Now none of this of course entitles anyone to say that the materialist is wrong and the authors of Daniel and Revelation had a direct line to a true explanation of the meaning of their dreams and visions. Their account was just as culturally relative as that of the materialist. And that, very interestingly, is close to the deepest underlying message of the book of Daniel.

According to a recent biblical commentator, for example, the book of Daniel can be read as ‘a metaphor of the whole Jewish experience of exile in Babylon… The story is above all about the importance of guarding the purity of God’s self-revelation, lest Israel (or any Gentile king) confuse its own image with that of God.’ What ‘the purity of God’s self-revelation’ means here, is not any attempt to describe God in human words, however inspired, but the living reality to which all such human words are an inadequate response. When the Old Testament so frequently opposes idolatry, it is in the form of worshipping not just idols of wood and stone, but also the idols of the imagination: the images of God we create in our own minds when we think we have understood God – whether we do this as professed believers in God, or as professed atheists in order to dismiss God. What the Old Testament’s opposition to idolatry tells us, and also when it gives God the name ‘I WILL BE WHAT I WILL BE’, is that we do not understand God.

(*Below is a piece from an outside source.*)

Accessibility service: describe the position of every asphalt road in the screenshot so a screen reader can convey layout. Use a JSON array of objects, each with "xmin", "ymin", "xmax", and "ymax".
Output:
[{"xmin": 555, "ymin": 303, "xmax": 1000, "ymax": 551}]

The Old Testament tells us that we do not understand God. But there is more to its message than that. It tells us that we do not understand God, and that we never will - unless or until we have grown up, unless or until we have matured, into the kind of beings whose hearts and minds have become capable of that understanding. And that too is the message of the Christian doctrine of the Incarnation: it is in the word made flesh, not in words, that we may begin to understand, not what, but Who God is. It is in encountering one another in the little things of everyday life, its joys and sorrows, hopes and fears, tears and prayers – and in never giving up hope, in always trying to love and forgive one another and ourselves – it is in living the word made flesh, that we begin to understand not what, but Who, is speaking to us through all these things.

There is again, of course, nothing to prove this but faith; and faith’s only proof is that of experience. And that at least, is the same for us as it was for Daniel, who heard in his heart the words from our reading today: “Do not fear, greatly beloved, you are safe. Be strong and courageous!” And when he heard those words, Daniel ‘was strengthened’.